The two cases are geographically and in motivation far apart, but have two qualities in common: the apparent heartlessness of the culprits and the evidence that both killers themselves want to die. And by sending them to the execution chamber the state is giving them exactly what they want. They are drawn either by the dream of the celebrity status that accompanies capital prosecution or a penchant for self destruction. Under those circumstances, death is neither just nor wise punishment.
In New York between 1991 and 2001 at least 9 men and women facing either execution or a life sentence killed themselves—hanging, jumping off a bridge, or begging to be shot. One study showed that 10 percent of fatal cop shootings were suicidal.
A more detailed consideration of these two cases indicates that for the state to kill them would be immoral, at least in the calculation of Catholic social ethics or by the ecumenical norms that have inspired the anti-death penalty movement: respect for the dignity of every human being, from birth to natural death; belief that, since we never really know the future, everyone deserves the opportunity to turn his/her life around; that the obligation to forgive is absolute, and the refusal to forgive is morally self-destructive.

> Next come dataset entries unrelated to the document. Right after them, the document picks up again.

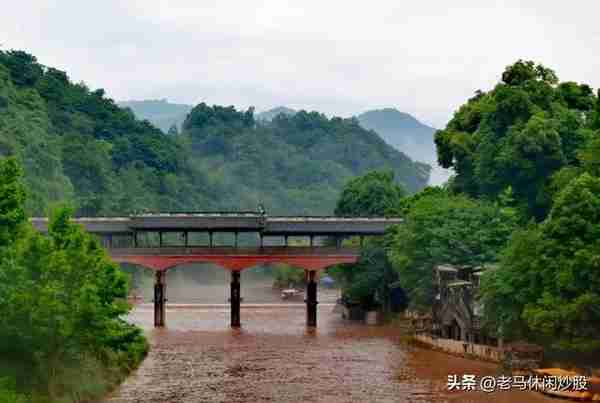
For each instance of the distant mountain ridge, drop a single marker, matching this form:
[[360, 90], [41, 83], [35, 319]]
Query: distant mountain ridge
[[407, 134], [399, 129], [402, 131], [159, 112]]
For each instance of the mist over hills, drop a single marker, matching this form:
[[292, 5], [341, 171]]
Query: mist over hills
[[400, 130], [78, 146], [404, 132]]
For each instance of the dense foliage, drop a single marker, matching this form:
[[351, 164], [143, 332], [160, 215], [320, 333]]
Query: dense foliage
[[548, 286], [368, 282], [62, 301], [77, 145], [374, 194], [441, 228], [536, 140], [519, 135]]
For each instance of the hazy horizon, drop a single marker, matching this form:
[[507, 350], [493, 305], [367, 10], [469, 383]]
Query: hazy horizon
[[425, 59]]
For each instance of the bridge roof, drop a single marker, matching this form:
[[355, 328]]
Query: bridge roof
[[232, 222]]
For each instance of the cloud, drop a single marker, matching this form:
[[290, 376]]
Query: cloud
[[339, 57]]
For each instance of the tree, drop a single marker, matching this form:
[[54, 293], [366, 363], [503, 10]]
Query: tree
[[62, 301], [373, 194], [518, 135], [444, 229], [12, 201], [546, 287]]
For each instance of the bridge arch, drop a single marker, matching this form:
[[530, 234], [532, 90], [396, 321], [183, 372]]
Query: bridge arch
[[235, 262]]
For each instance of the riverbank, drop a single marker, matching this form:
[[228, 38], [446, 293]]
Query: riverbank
[[275, 358]]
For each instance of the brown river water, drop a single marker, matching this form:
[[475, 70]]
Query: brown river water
[[275, 358]]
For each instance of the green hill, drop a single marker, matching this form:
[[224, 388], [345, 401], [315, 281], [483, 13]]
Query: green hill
[[78, 145], [401, 131]]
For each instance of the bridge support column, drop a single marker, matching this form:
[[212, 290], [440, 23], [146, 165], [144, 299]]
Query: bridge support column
[[235, 298], [311, 299], [160, 298]]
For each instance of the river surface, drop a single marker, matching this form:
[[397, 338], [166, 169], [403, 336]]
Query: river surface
[[274, 358]]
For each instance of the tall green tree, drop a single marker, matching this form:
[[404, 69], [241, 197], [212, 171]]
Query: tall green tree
[[547, 286], [372, 194], [518, 135]]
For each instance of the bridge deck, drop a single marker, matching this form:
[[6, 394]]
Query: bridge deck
[[232, 222]]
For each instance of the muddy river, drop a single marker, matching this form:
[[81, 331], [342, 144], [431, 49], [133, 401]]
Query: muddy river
[[273, 358]]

Major Hasan, bearded, confined to a wheelchair because he was paralyzed from the waist down in the battle to stop him, conducting his own defense admitted he was the shooter. Ironically, he is a psychiatrist. He was motivated, he said, by the news that he was about to be sent to Afghanistan with mental health specialists to help soldiers deal with combat stress, and he came to believe he had a duty to kill as many soldiers as possible. So he took classes to receive a state concealed handgun license and spent hours practicing at a nearby shooting range shouting “God is great!” in Arabic as he fired away. His lawyer told the judge that Major Hasan’s goal was to receive the death penalty, and that helping him achieve that goal violated his ethical obligations.
In Mr. Wilson’s case, no one has been executed in New York for half a century, and the state’s highest court abolished the death penalty in 2004; so this was a federal prosecution, arguing that the family of the murdered policemen, who demanded the “satisfaction” of an execution, demanded “closure,” and that Mr. Wilson’s prison behavior demonstrated that he would never change. He started fights, exploited his membership in the Bloods, intimidated fellow prisoners and had sex several times with a guard, fathering a child. The defense described a deprived childhood, an alcoholic drug-addicted, often absent mother, growing up in a squalid home with adult criminals. He depicted a future aging convict with a sagging tattooed chest, weak knees, deaf ears in ragged prison garb alone and forgotten — his apt punishment deserved.
It seems reasonable to conclude that if Mr. Wilson wanted to live longer he would have lived differently; but if we kill him we make ourselves collectively more like him, playing the game of life by the criminal’s rules—and losing. Maybe some day our belief in the resurrection will carry over to our belief in the value of every human life.